А вернулся из больницы и окунулся в истории, рассказанные нашими СМИ. О непутевых матерях, бросающих своих детей, а Дума против их спасения в американских семьях. О том, что Депардье дали русское гражданство, и крик Юлии Калининой в «МК» о том, что «властям плевать на своих граждан, зато какой-нибудь хрен с горы – это им дорогой гость». Кирилл Рогов в «Новой» (27 февраля) о том, что мы строим невиданный род «коммерческого тоталитаризма» с элементами фундаментализма, корпоративизма, полицейское государство, а средний городской класс объявлен персональным врагом режима. Оп-па… Можно вспомнить и дореволюционного философа Георгия Федотова: «Ненависть к чужому, нелюбовь к своему – вот главный пафос современного национализма». Какое уж тут либертэ, эгалитэ и фратернитэ. Сплошное мракобесие с ксенофобией.
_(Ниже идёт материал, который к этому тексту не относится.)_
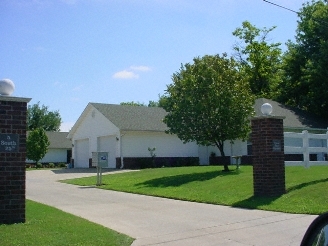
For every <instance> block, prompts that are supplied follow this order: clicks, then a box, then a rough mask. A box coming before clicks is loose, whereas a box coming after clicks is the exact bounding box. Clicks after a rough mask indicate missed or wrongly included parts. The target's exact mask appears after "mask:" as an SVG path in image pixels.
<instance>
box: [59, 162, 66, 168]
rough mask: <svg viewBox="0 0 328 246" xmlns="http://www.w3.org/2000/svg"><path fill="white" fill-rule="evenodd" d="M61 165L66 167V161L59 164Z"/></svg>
mask: <svg viewBox="0 0 328 246" xmlns="http://www.w3.org/2000/svg"><path fill="white" fill-rule="evenodd" d="M58 166H59V167H66V163H63V162H62V163H59V165H58Z"/></svg>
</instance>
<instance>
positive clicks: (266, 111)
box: [261, 103, 272, 115]
mask: <svg viewBox="0 0 328 246" xmlns="http://www.w3.org/2000/svg"><path fill="white" fill-rule="evenodd" d="M261 112H262V114H263V115H271V113H272V105H271V104H270V103H264V104H263V105H262V106H261Z"/></svg>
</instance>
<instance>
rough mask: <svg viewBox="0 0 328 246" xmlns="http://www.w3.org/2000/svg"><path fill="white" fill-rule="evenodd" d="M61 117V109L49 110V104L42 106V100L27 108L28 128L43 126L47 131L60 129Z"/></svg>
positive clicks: (27, 129) (32, 128) (54, 130)
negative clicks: (48, 104) (37, 102)
mask: <svg viewBox="0 0 328 246" xmlns="http://www.w3.org/2000/svg"><path fill="white" fill-rule="evenodd" d="M60 124H61V117H60V114H59V111H49V110H48V107H47V106H44V105H42V106H40V102H38V103H37V104H34V105H32V106H30V105H29V106H28V109H27V130H29V131H32V130H35V129H37V128H42V129H44V130H45V131H59V130H60Z"/></svg>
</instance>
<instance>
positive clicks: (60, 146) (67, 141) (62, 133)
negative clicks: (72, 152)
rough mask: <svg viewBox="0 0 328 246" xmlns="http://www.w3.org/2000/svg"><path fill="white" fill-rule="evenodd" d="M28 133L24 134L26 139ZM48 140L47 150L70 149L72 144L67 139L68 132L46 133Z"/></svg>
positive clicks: (71, 145)
mask: <svg viewBox="0 0 328 246" xmlns="http://www.w3.org/2000/svg"><path fill="white" fill-rule="evenodd" d="M29 132H30V131H27V132H26V137H28V134H29ZM46 135H47V137H48V140H49V142H50V145H49V149H71V148H72V142H71V141H70V140H69V139H67V138H66V137H67V135H68V132H48V131H47V132H46Z"/></svg>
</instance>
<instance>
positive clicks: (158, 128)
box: [90, 103, 168, 132]
mask: <svg viewBox="0 0 328 246" xmlns="http://www.w3.org/2000/svg"><path fill="white" fill-rule="evenodd" d="M90 104H91V105H92V106H94V107H95V108H96V109H97V110H98V111H99V112H100V113H102V114H103V115H104V116H105V117H106V118H107V119H108V120H110V121H111V122H112V123H113V124H114V125H115V126H117V127H118V128H119V129H120V130H122V131H160V132H163V131H165V130H167V129H168V128H167V126H166V124H165V123H164V122H163V119H164V117H165V115H166V114H167V113H166V111H165V110H164V109H163V108H160V107H145V106H131V105H115V104H103V103H90Z"/></svg>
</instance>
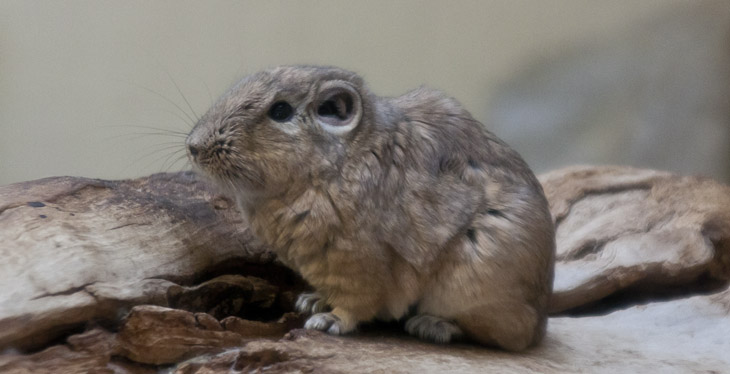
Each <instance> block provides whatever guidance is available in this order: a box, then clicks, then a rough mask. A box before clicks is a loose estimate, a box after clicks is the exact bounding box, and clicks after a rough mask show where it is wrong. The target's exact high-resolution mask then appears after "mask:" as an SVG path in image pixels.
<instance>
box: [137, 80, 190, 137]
mask: <svg viewBox="0 0 730 374" xmlns="http://www.w3.org/2000/svg"><path fill="white" fill-rule="evenodd" d="M168 75H169V73H168ZM129 84H131V85H134V86H136V87H137V88H141V89H143V90H145V91H147V92H149V93H151V94H153V95H156V96H157V97H159V98H161V99H162V100H165V101H166V102H167V103H169V104H171V105H172V106H174V107H175V108H177V109H178V110H179V111H180V112H182V114H184V115H185V117H186V118H187V119H188V120H189V121H190V122H188V120H185V118H182V117H179V118H180V119H182V120H183V121H184V122H186V123H188V124H190V125H191V127H192V126H195V123H196V122H197V121H196V120H195V119H193V117H190V114H188V112H186V111H185V110H183V108H182V107H181V106H180V105H178V104H177V103H176V102H174V101H172V100H170V99H168V98H167V97H166V96H165V95H163V94H161V93H159V92H157V91H155V90H153V89H151V88H148V87H145V86H142V85H139V84H136V83H129ZM176 86H177V85H176ZM186 101H187V100H186ZM171 113H174V112H171ZM193 114H194V113H193Z"/></svg>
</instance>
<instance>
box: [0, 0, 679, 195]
mask: <svg viewBox="0 0 730 374" xmlns="http://www.w3.org/2000/svg"><path fill="white" fill-rule="evenodd" d="M683 2H685V1H679V0H641V1H636V0H613V1H587V0H550V1H538V0H530V1H526V0H517V1H515V0H500V1H431V2H425V1H387V0H386V1H382V0H379V1H147V0H145V1H24V0H21V1H9V0H3V1H0V184H7V183H13V182H17V181H22V180H28V179H36V178H42V177H47V176H54V175H79V176H87V177H98V178H126V177H133V176H140V175H144V174H149V173H152V172H156V171H162V170H163V169H166V168H168V167H169V165H170V162H169V161H170V160H172V159H167V156H169V155H172V154H173V153H174V152H175V151H176V150H177V151H181V150H182V148H181V145H182V138H176V137H160V136H143V135H142V133H145V132H147V130H145V129H139V128H136V127H134V126H151V127H155V128H163V129H170V130H174V131H180V132H187V131H188V130H189V128H190V123H189V121H186V120H185V119H186V116H187V114H183V113H182V112H186V113H190V112H191V110H190V109H188V107H187V104H186V103H185V102H184V101H183V99H182V98H181V96H180V95H179V94H178V92H177V90H176V88H175V84H173V82H172V80H171V79H170V78H169V77H172V79H174V81H175V82H176V83H177V85H178V86H179V87H180V90H181V91H182V92H183V93H184V95H185V97H186V98H187V100H188V101H189V102H190V105H191V106H192V107H193V109H194V111H195V113H196V114H197V115H200V114H202V112H204V111H205V109H206V107H207V105H209V103H210V101H211V95H213V96H216V95H218V94H219V93H221V92H222V91H223V90H225V88H226V87H227V86H229V85H230V84H231V83H232V82H233V81H234V80H235V79H236V78H237V77H240V76H242V75H244V74H246V73H249V72H253V71H256V70H258V69H260V68H262V67H266V66H270V65H276V64H291V63H317V64H333V65H340V66H343V67H347V68H350V69H353V70H355V71H358V72H360V73H361V74H362V75H364V76H365V77H366V79H367V80H368V81H369V83H370V85H371V88H373V90H374V91H375V92H376V93H379V94H382V95H396V94H399V93H402V92H404V91H406V90H408V89H410V88H414V87H415V86H418V85H420V84H423V83H425V84H427V85H430V86H433V87H437V88H440V89H443V90H445V91H447V92H448V93H449V94H451V95H453V96H454V97H456V98H457V99H459V100H460V101H462V102H463V103H464V104H465V105H466V107H467V108H468V109H469V110H471V111H472V113H473V114H474V115H475V116H476V117H477V118H478V119H481V120H484V119H485V118H486V117H487V113H486V108H487V107H488V106H487V103H488V102H489V99H490V95H491V94H492V92H493V90H494V89H495V87H496V86H497V85H498V84H499V83H500V82H502V81H504V80H505V79H507V77H509V76H510V75H511V74H512V73H513V72H515V71H516V70H517V69H519V68H520V67H522V66H524V65H525V64H527V63H528V62H529V61H531V60H533V59H535V58H540V57H542V56H546V55H550V54H554V53H557V51H560V50H561V48H562V47H563V46H565V45H567V44H569V43H572V42H575V41H576V40H589V39H593V38H600V37H602V36H605V35H608V34H610V33H613V32H616V31H618V30H622V29H623V28H625V27H627V25H629V24H632V23H636V22H642V20H645V19H650V18H651V17H652V16H653V15H654V14H656V13H658V12H661V11H662V10H663V9H664V8H671V7H673V6H675V5H676V4H677V3H683ZM168 100H169V101H173V102H174V103H175V105H173V104H171V103H169V102H168ZM176 106H179V107H180V108H177V107H176ZM186 122H188V123H186ZM178 154H181V153H178ZM166 161H167V162H166ZM177 165H178V166H182V164H181V163H178V164H177Z"/></svg>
Евгений Ройзман с печалью отметил: «Закрываются последние книжные магазины. У молодежи утеряно чувство языка, люди с высшим образованием не читают и не умеют грамотно писать».
Молодые кричат «Вау!», старые падают в обморок. И на этом фоне я продолжаю свою просветительскую деятельность, сочиняю «умные» тексты.
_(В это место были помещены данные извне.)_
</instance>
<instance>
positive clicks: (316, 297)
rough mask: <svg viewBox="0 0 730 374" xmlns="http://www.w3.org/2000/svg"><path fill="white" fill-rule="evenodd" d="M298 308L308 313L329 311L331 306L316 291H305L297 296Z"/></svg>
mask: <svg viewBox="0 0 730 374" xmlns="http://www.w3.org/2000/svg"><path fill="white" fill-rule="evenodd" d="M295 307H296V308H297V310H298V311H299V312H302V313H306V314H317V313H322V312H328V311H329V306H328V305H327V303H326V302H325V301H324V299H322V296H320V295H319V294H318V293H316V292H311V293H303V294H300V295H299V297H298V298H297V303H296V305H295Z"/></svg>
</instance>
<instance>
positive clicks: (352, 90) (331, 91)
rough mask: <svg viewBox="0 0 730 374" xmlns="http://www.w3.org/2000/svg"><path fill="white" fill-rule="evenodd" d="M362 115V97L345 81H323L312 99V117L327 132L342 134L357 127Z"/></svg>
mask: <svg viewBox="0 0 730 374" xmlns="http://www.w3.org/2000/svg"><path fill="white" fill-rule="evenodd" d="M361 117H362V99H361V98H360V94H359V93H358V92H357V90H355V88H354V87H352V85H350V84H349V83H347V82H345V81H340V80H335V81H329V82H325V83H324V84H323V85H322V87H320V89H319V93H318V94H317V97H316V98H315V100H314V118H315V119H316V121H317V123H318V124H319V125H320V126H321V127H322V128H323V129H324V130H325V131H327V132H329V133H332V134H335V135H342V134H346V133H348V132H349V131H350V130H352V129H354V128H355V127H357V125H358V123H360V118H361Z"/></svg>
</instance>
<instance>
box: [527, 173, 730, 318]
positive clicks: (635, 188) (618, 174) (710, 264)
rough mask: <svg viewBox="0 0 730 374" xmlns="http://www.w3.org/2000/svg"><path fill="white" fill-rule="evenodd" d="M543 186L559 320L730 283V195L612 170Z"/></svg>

2 марта стукнул 81 год. Анна Николаевна из Тютчевской библиотеки позвонила, поздравила и сообщила, что на сайте «Эхо Москвы» поместили рейтинг родившихся 2 марта: Горбачев, какой-то миллиардер, актер Пореченков, на 5-м месте – Ю.Б., далее экс-премьер Степашин и т. д.
4 марта – начал заниматься Анной Карениной, отложил и перешел к А.Н. Островскому. Капризно-прихотливый сочинитель.
12 марта – и снова утраты: не доиграл Ван Клиберн, не дописал Борис Васильев. Обзванивал ВИПов на свой вечер в ЦДЛ, в том числе Алле Гербер: «Юрочка, спасибо, но я уезжаю».
16 марта – закончил маленькое исследование про Анну Каренину – в книге, в театре, на экране. 23 страницы. На улице вода, снег, лед. Не выходил. Расставшись с Карениной, приступил к Рахманинову и начал с чтения чужой книги «Рахманинов. Две жизни». А после напечатал свой вариант – 14 страниц.
23 марта – СМИ кипят по поводу убийства Бориса Березовского: убийство? Самоубийство? Просто смерть? Миллион версий. Развеселая политическая жизнь: педофилы, американцы-убийцы, «пиндосы», нелепые и звероподобные думские законы, обыски, аресты, суды и вот венец – Борис Березовский.
Вечером по ТВ старый фильм Антониони «Фотоувеличение» (1966) – снято завораживающе. И опять, а что мы?
24 марта – презентация альманаха «Чонгарский бульвар» в библиотеке Тютчева. Выступали оба. Отклики: «Какие знаменитые люди к нам ходят!» «А какой мужчина! Яркий!» Я яркий? Увы, уже блеклый…
28 марта – в 13:40 приехал «мальчик» и притащил две пачки новенькой книги «Опасная профессия: писатель». 20 штук. Толстенный том, хорошая бумага, крупный шрифт. 640 страниц. Еле-еле доехала фура из Архангельска. В книге 57 блистательных имен, от Горького до Довлатова. И громко известный Бабель, и почти забытый Пильняк, «Я выбираю свободу!» – Александр Галич, и «Текст – это жизнь» – Лев Лосев и т. д. Тираж 1000 экз.
29 марта – закончил нового «клиента» – Лев Лунц, и посидели втроем с Наташей, приехавшей из Германии, в кафе «Чайковский» на маяковке. 26-го Борису Давидовскому исполнилось бы 80 лет. Но не дожил до внуков, родившихся уже на Западе. Дойч-внуки.